James Miller v. State of Maryland, No. 2097, September Term, 2019. Opinion by Fader,
C.J.
SENTENCING AND PUNISHMENT—PROBATION AND RELATED
DISPOSITIONS—REVOCATION
Defendant’s failure to comply with terms of probation that required him to make child
support payments or, if he could not do so, provide copies of job applications on a weekly
basis did not constitute “absconding,” and therefore were technical violations of probation
for purposes of § 6-223 of the Criminal Procedure Article (2018 Repl.; 2020 Supp.).
Circuit Court for Wicomico County
Case No. 22-K-15-000518
REPORTED
IN THE COURT OF SPECIAL APPEALS
OF MARYLAND
No. 2097
September Term, 2019
______________________________________
JAMES MILLER
v.
STATE OF MARYLAND
______________________________________
Fader, C.J.,
Beachley,
Wilner, Alan M.
(Senior Judge, Specially Assigned),
JJ.
______________________________________
Opinion by Fader, C.J.
______________________________________
Filed: February 26, 2021
Pursuant to Maryland Uniform Electronic Legal
Materials Act
(§§ 10-1601 et seq. of the State Government Article) this document is authentic.
2021-02-26 14:01-05:00
Suzanne C. Johnson, Clerk
As conditions of his probation pursuant to a conviction for constructive criminal
contempt for failing to pay child support, James Miller, the appellant, had been ordered to:
(1) pay child support, including arrears, on a monthly basis; and (2) if unable to pay child
support, provide copies of ten job applications per week to Wicomico County Bureau of
Support Enforcement (the “Bureau”).1 Mr.
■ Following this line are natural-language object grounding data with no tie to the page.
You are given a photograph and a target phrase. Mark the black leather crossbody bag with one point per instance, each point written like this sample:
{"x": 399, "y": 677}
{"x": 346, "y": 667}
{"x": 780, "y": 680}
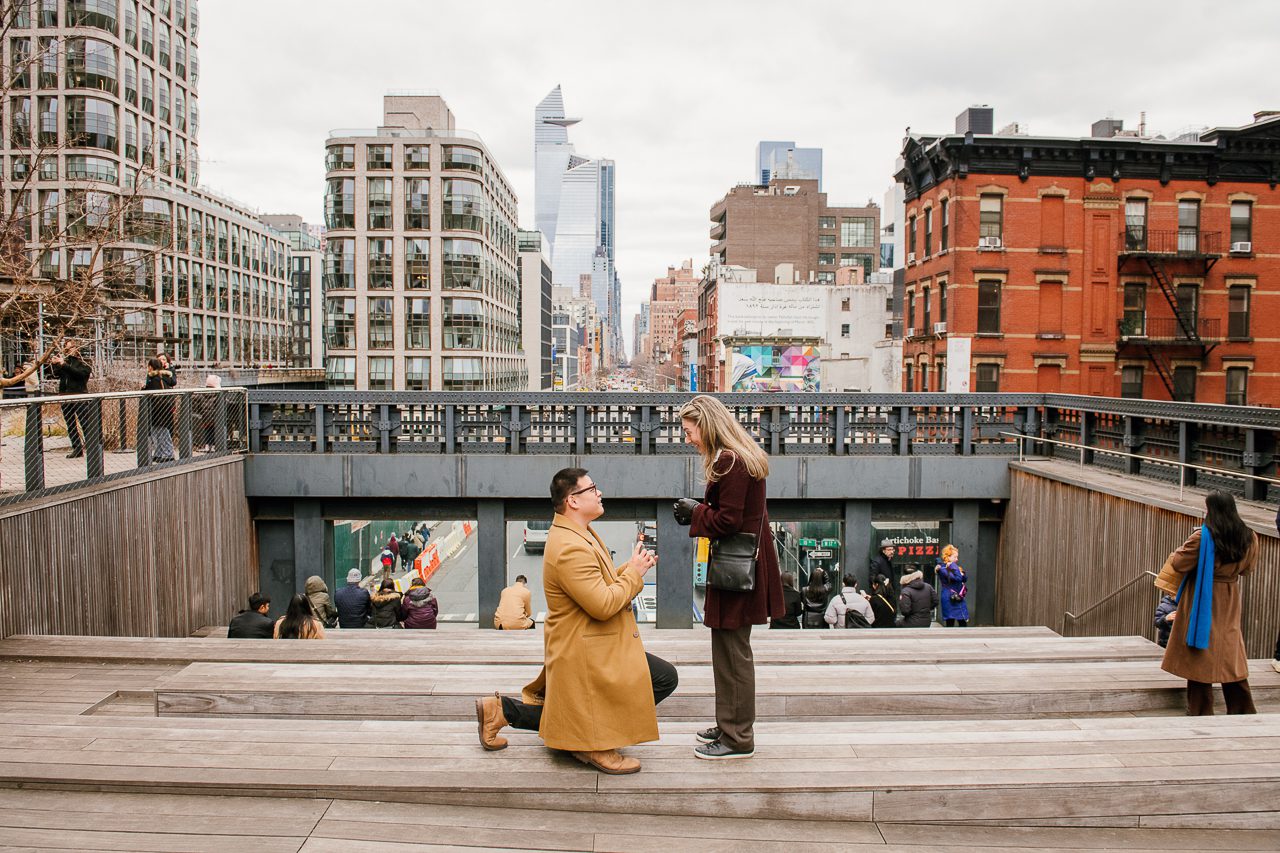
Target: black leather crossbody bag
{"x": 732, "y": 560}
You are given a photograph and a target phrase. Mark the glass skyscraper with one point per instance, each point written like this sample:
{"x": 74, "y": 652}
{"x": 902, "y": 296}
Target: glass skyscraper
{"x": 574, "y": 208}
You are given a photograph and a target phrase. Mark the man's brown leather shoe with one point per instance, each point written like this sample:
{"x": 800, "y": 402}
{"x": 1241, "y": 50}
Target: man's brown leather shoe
{"x": 490, "y": 721}
{"x": 609, "y": 761}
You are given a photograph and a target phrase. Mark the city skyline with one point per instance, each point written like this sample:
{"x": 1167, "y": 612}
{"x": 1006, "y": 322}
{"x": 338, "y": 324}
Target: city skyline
{"x": 685, "y": 131}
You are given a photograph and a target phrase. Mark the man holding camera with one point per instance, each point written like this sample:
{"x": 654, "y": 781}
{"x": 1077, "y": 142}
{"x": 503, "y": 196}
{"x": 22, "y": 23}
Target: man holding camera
{"x": 598, "y": 687}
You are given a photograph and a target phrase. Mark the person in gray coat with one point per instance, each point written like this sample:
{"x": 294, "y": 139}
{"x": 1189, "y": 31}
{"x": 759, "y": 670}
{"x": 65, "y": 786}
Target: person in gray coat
{"x": 917, "y": 601}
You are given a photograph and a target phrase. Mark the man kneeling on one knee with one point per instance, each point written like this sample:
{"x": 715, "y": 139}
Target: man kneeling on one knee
{"x": 598, "y": 688}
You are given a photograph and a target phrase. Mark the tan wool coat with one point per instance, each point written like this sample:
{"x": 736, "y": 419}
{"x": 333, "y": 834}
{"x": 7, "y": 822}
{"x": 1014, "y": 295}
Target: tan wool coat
{"x": 594, "y": 685}
{"x": 1224, "y": 661}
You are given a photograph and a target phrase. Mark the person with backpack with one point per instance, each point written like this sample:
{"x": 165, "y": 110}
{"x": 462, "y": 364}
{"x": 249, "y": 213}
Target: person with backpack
{"x": 917, "y": 601}
{"x": 881, "y": 598}
{"x": 849, "y": 609}
{"x": 955, "y": 591}
{"x": 318, "y": 593}
{"x": 814, "y": 600}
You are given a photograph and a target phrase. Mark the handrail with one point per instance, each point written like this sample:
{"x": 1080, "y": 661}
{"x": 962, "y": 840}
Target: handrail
{"x": 1107, "y": 597}
{"x": 1182, "y": 466}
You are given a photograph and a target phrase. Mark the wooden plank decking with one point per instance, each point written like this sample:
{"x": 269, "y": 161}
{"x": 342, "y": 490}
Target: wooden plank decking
{"x": 1095, "y": 776}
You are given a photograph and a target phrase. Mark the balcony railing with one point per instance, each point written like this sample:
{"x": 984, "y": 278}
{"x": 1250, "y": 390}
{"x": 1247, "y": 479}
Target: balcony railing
{"x": 1174, "y": 331}
{"x": 1226, "y": 438}
{"x": 1182, "y": 242}
{"x": 115, "y": 436}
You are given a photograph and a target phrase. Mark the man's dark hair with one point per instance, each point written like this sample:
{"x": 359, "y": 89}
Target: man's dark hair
{"x": 563, "y": 483}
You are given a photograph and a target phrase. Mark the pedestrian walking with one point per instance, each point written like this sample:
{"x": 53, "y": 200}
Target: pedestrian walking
{"x": 917, "y": 600}
{"x": 792, "y": 606}
{"x": 1206, "y": 646}
{"x": 73, "y": 375}
{"x": 734, "y": 502}
{"x": 814, "y": 600}
{"x": 159, "y": 410}
{"x": 881, "y": 598}
{"x": 598, "y": 688}
{"x": 955, "y": 589}
{"x": 355, "y": 606}
{"x": 298, "y": 621}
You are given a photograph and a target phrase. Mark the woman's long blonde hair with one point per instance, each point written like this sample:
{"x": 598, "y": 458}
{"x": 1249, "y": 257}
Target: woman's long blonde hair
{"x": 721, "y": 432}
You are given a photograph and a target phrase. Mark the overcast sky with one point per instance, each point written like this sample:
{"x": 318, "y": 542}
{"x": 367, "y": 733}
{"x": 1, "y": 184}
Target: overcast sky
{"x": 679, "y": 92}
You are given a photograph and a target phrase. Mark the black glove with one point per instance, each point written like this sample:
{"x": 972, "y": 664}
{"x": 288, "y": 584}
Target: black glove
{"x": 684, "y": 511}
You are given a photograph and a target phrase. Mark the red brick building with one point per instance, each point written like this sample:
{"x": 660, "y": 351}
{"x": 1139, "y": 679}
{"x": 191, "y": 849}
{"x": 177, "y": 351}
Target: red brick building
{"x": 1107, "y": 265}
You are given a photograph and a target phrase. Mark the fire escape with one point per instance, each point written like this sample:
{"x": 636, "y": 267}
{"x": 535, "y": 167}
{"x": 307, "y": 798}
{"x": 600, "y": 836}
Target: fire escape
{"x": 1165, "y": 255}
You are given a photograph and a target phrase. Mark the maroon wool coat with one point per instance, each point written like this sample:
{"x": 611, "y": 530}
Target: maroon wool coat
{"x": 734, "y": 503}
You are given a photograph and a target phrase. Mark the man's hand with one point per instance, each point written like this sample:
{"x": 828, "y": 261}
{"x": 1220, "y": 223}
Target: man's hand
{"x": 684, "y": 511}
{"x": 641, "y": 560}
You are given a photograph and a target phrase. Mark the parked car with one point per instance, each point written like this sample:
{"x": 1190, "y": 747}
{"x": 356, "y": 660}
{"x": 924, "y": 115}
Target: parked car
{"x": 535, "y": 536}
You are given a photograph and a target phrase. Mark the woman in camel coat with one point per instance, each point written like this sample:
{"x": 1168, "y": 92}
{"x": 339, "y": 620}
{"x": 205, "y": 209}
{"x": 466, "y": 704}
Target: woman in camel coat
{"x": 1224, "y": 661}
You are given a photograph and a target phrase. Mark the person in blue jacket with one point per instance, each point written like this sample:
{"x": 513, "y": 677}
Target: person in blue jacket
{"x": 954, "y": 593}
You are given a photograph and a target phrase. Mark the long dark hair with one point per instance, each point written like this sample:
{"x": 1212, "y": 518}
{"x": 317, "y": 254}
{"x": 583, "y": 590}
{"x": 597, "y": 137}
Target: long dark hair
{"x": 297, "y": 617}
{"x": 1232, "y": 537}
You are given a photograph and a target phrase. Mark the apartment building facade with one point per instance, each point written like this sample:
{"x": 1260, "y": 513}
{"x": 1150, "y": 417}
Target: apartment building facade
{"x": 1106, "y": 265}
{"x": 790, "y": 222}
{"x": 104, "y": 101}
{"x": 421, "y": 288}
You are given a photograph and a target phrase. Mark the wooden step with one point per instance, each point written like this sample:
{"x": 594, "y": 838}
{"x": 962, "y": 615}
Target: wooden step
{"x": 835, "y": 690}
{"x": 1109, "y": 770}
{"x": 105, "y": 821}
{"x": 917, "y": 646}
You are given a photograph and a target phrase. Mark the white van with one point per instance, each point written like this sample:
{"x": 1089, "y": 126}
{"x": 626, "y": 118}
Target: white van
{"x": 535, "y": 536}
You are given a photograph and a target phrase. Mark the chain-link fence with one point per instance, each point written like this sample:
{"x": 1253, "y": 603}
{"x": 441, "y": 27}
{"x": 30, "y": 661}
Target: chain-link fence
{"x": 50, "y": 445}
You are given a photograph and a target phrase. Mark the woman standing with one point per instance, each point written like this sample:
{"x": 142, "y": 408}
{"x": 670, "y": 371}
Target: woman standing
{"x": 298, "y": 621}
{"x": 955, "y": 609}
{"x": 160, "y": 378}
{"x": 1206, "y": 646}
{"x": 814, "y": 600}
{"x": 735, "y": 502}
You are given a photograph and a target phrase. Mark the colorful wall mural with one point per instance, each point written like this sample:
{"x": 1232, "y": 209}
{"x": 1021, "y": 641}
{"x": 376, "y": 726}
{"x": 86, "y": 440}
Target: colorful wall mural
{"x": 772, "y": 368}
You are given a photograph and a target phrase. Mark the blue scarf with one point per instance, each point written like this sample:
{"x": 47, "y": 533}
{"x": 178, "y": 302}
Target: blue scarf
{"x": 1201, "y": 619}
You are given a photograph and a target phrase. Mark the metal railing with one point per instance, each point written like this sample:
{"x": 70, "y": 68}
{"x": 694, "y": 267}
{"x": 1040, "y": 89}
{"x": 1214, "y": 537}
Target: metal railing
{"x": 1183, "y": 468}
{"x": 50, "y": 445}
{"x": 1106, "y": 598}
{"x": 1223, "y": 445}
{"x": 1187, "y": 242}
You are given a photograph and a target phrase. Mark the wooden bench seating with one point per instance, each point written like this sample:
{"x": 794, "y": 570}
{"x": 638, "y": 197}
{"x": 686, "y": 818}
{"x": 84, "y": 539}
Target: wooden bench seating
{"x": 832, "y": 690}
{"x": 1173, "y": 771}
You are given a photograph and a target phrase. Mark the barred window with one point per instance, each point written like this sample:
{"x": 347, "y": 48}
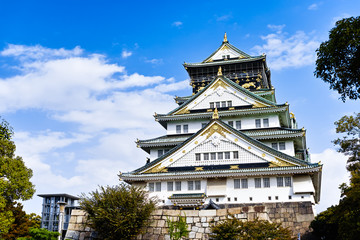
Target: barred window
{"x": 238, "y": 125}
{"x": 257, "y": 182}
{"x": 151, "y": 187}
{"x": 266, "y": 182}
{"x": 170, "y": 186}
{"x": 197, "y": 185}
{"x": 280, "y": 181}
{"x": 236, "y": 183}
{"x": 287, "y": 181}
{"x": 177, "y": 186}
{"x": 190, "y": 185}
{"x": 244, "y": 183}
{"x": 158, "y": 187}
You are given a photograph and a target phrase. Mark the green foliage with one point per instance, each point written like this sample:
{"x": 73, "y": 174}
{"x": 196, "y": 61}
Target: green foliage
{"x": 350, "y": 143}
{"x": 232, "y": 229}
{"x": 40, "y": 234}
{"x": 22, "y": 222}
{"x": 178, "y": 229}
{"x": 118, "y": 212}
{"x": 338, "y": 59}
{"x": 14, "y": 177}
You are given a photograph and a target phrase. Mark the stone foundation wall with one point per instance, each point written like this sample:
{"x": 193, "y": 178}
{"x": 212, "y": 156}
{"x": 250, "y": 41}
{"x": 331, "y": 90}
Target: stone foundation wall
{"x": 295, "y": 216}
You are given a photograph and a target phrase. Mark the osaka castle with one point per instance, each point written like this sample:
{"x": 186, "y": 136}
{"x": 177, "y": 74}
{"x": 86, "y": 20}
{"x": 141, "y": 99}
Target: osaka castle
{"x": 228, "y": 143}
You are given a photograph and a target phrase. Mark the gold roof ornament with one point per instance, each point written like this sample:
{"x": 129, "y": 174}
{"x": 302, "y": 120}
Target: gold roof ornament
{"x": 225, "y": 38}
{"x": 219, "y": 71}
{"x": 215, "y": 114}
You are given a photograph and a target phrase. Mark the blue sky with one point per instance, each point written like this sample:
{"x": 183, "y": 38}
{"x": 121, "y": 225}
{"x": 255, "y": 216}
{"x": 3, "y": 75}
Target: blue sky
{"x": 80, "y": 80}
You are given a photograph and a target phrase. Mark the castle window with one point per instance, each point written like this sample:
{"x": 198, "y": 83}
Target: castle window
{"x": 190, "y": 185}
{"x": 266, "y": 182}
{"x": 170, "y": 186}
{"x": 257, "y": 182}
{"x": 197, "y": 185}
{"x": 151, "y": 187}
{"x": 178, "y": 128}
{"x": 280, "y": 181}
{"x": 266, "y": 122}
{"x": 177, "y": 186}
{"x": 238, "y": 125}
{"x": 158, "y": 187}
{"x": 244, "y": 183}
{"x": 287, "y": 181}
{"x": 258, "y": 123}
{"x": 186, "y": 128}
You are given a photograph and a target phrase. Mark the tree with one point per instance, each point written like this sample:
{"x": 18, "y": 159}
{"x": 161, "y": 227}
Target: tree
{"x": 118, "y": 212}
{"x": 178, "y": 229}
{"x": 232, "y": 228}
{"x": 350, "y": 143}
{"x": 338, "y": 59}
{"x": 14, "y": 177}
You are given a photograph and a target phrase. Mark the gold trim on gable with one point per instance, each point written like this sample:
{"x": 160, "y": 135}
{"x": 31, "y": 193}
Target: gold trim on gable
{"x": 215, "y": 128}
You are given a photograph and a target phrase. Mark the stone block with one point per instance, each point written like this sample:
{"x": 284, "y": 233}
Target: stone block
{"x": 207, "y": 213}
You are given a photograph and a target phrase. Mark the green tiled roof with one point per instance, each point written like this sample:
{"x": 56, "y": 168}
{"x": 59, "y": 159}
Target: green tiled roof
{"x": 187, "y": 195}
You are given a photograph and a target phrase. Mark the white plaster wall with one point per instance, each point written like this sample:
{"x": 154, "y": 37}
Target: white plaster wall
{"x": 259, "y": 195}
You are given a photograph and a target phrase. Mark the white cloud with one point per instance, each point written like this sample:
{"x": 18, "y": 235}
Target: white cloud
{"x": 126, "y": 54}
{"x": 286, "y": 51}
{"x": 177, "y": 24}
{"x": 334, "y": 173}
Miller failed to do either and was charged with
violating the terms of his probation. Mr. Miller admitted to the violations but argued that
they were “technical” for purposes of § 6-223 of the Criminal Procedure Article (2018
Repl.; 2020 Supp.), and therefore subject to the sentencing limitations in that statute, which
the General Assembly enacted as part of the Justice Reinvestment Act (“JRA”). The State
argued that the violations constituted “absconding” and were therefore not technical. The
Circuit Court for Wicomico County agreed with the State and sentenced Mr. Miller to four
years’ imprisonment.
Mr. Miller filed an Application for Leave to Appeal, which this Court granted to
address his contention that his sentence is illegal because his probation violations were
technical. We hold that Mr. Miller’s violations did not constitute absconding and therefore
were technical for purposes of the JRA. Accordingly, we will vacate Mr. Miller’s sentence
and remand for resentencing.
1
After Mr. Miller pleaded guilty, the Bureau of Support Enforcement was renamed
the Office of Child Support Enforcement. For consistency, we will refer to the office as
the Bureau.
BACKGROUND
In 2016, Mr. Miller pleaded guilty to one count of constructive criminal contempt
for failing to pay child support in the Circuit Court for Wicomico County. The court
sentenced him to five years’ imprisonment, with all but 12 months suspended in lieu of 36
months’ probation to be supervised by the Bureau. The court imposed the following
conditions of probation:
ORDERED, that upon his release, [Mr. Miller] shall be placed on
thirty-six (36) months of supervised probation, to be supervised by the
[Bureau], during which time he is to make full and timely payments on the
support obligation owed . . . at the rate of $233.00 per month as well as an
additional $50.00 per month on the support arrearage owed until all
arrearages are paid in full; and it is further
ORDERED, that if, during any portion of the supervised probationary
period, [Mr. Miller] is unable to pay the court ordered arrearage payment in
full, he must submit copies of ten (10) different verifiable job applications
per week to his supervising agent at [the Bureau] by 4:00 P.M. on Friday of
each week until he is able to make the court ordered payment; and it is further
ORDERED, that any failure to comply with the conditions of this
probation as set forth may result in violation of probation and revocation of
the suspended sentence.
ORDERED, that [Mr. Miller] shall keep his supervising agent at the
Bureau updated and informed of his current address, work status and the
name and address of any employer.
In March 2018, the State filed a Petition for Violation of Probation, alleging, in
pertinent part, that Mr. Miller had violated his probation by failing to make a single child
support payment on the arrearage and by failing to submit copies of any job applications
during the entire period of his probation. At the violation of probation hearing, the State
argued that Mr. Miller’s failure to pay child support or to provide copies of job applications
2
were non-technical violations “on the theory that those [violations] constitute an
absconding from probation[.]” Mr. Miller did not concede that his violations constituted
non-technical violations. His counsel explained that although Mr. Miller had not paid child
support or submitted the required job applications, the defense had insufficient information
as to whether Mr. Miller had been in contact with his supervising agent since 2016. The
court found that Mr. Miller had violated the conditions of his probation, which the court
revoked, but it deferred ruling on whether the violations were technical.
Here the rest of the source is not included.